I think there are many factors at play here. I’m going to approach it from a people perspective (why do smart people not see things like this coming?) rather than a business or financial perspective given that’s where you started, and I’ll focus on founders, because that’s the world I know.

I suppose my starting point would be - anything in startups is inherently a risky play, so while you know that putting your money in a “bank for startups” is higher risk than putting it in something more traditional, you’re probably making a trade off against the benefits of banking with a specialised bank (venture debt available without traditional levels of collateral, they understand your biz model, they will give you a bank manager who you can call even with relatively small amounts deposited, etc etc etc).

Secondly, systemic risk can be really really hard to see in the abstract. VCs will have been recommending SVB for the entire modern history of Sillicon Valley, and the actual risk in this case seems to have been created mostly in 2021. “Too big to fail” probably doesn’t apply here from a whole economy POV, but I suppose if you’re a founder without the time to think too deeply about whether SVBs balance sheet has changed from being relatively safe to incredibly risky and exposed to interest rate risk, it’s easy to think “I will bank with the startup default choice that has been doing this for 40 years.” What could go wrong now, given the startup industry is so much more established than then? I’d call this an example of outsourced thinking, and we do it every day in so many places. When we get on the bus, we don’t check whether the bus driver knows the route and will drive to X. It’s the bus!

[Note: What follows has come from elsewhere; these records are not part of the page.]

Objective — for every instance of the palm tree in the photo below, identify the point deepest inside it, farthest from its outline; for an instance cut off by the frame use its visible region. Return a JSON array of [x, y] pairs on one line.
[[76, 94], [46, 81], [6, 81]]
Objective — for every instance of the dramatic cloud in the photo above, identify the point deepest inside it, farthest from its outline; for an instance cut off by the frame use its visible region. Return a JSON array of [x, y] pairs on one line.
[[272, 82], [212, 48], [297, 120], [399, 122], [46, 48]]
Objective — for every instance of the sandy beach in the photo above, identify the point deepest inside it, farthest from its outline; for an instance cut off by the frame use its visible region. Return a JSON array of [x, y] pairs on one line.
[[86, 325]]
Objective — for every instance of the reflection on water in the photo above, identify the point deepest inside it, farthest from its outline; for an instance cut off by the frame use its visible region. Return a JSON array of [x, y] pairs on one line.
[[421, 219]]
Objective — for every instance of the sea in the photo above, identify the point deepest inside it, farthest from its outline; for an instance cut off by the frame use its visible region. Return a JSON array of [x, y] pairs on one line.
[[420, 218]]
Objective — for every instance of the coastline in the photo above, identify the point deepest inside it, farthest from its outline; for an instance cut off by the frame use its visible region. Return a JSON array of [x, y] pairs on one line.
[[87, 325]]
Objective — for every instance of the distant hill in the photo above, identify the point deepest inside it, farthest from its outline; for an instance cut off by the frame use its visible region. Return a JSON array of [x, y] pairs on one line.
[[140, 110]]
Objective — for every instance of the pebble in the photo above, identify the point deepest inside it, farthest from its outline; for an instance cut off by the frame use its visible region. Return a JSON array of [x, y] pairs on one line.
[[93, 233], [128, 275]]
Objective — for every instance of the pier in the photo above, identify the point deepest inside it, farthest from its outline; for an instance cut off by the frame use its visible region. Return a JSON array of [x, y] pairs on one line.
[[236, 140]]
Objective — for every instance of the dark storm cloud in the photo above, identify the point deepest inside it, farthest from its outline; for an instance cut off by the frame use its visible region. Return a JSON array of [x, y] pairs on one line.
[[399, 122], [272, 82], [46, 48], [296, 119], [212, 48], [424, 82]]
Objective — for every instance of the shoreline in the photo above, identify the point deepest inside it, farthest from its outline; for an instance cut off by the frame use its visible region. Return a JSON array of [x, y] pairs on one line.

It just goes to X, every day!

Then I guess there’s actual unavoidable commitment. I know there are terms sheets that require SVB, and certainly I know from personal experience the venture debt (one form of the loans they provide) has lock in to their platform. Basically if you bank with them, you can access potentially huge personal and business benefits that can’t be accessed elsewhere, and then you are locked in to banking with them lest you lose these.

Lastly I think there’s just an interesting point around time since economies have been in high-interest states. In 2008 VC existed, but that was 15 years ago! If you are a 35 year old founder now, you were just 20 then. Your adult life has never seen a high-interest economy. People can be smart, but it takes exposure to a set of problems to form principles about what the risks are, and not everyone has an economics background. Plus, they would have needed to know: - interest rates going up means bonds that were bought at previous rates are underwater and can’t be sold at HTM prices (I’m sure they could intuit this, but is it something they need to think about day-to-day to run a small healthtech firm???) - SVB has a shit ton of these in its portfolio because they wanted to make returns and couldn’t find them elsewhere - That SVB was unstable enough otherwise in terms of capital requirements to be at risk even with minor market movement - How bank runs work, and that VCs would fuel a bank run rather than stick by the bank they’d been working with so closely for 40 years

That’s a lot of things to know! And a lot of things to tie together! I just don’t think your typical person in the startup industry has exposure to all of them, or the time to think about them.


One more thought - I do know someone who is not based in SV who asked questions about liquidity to his SVB account manager / salesperson and found the answers troubling enough that they refused the terms and therefore now don’t have any money caught up in this. Plus there are short sellers etc who made a lot of money on it, as well as plenty that pulled out earlier and now have their money safe somewhere else.

I guess it’s kind of funny that an industry that describes itself as trying to empower contrarians missed this, but being a contrarian often means taking short term beatings for long term gains, and there are so many of those to do in a startup who you bank with might not feel like the most important one to expend energy on. But it’s not that funny for people who won’t get paid this month.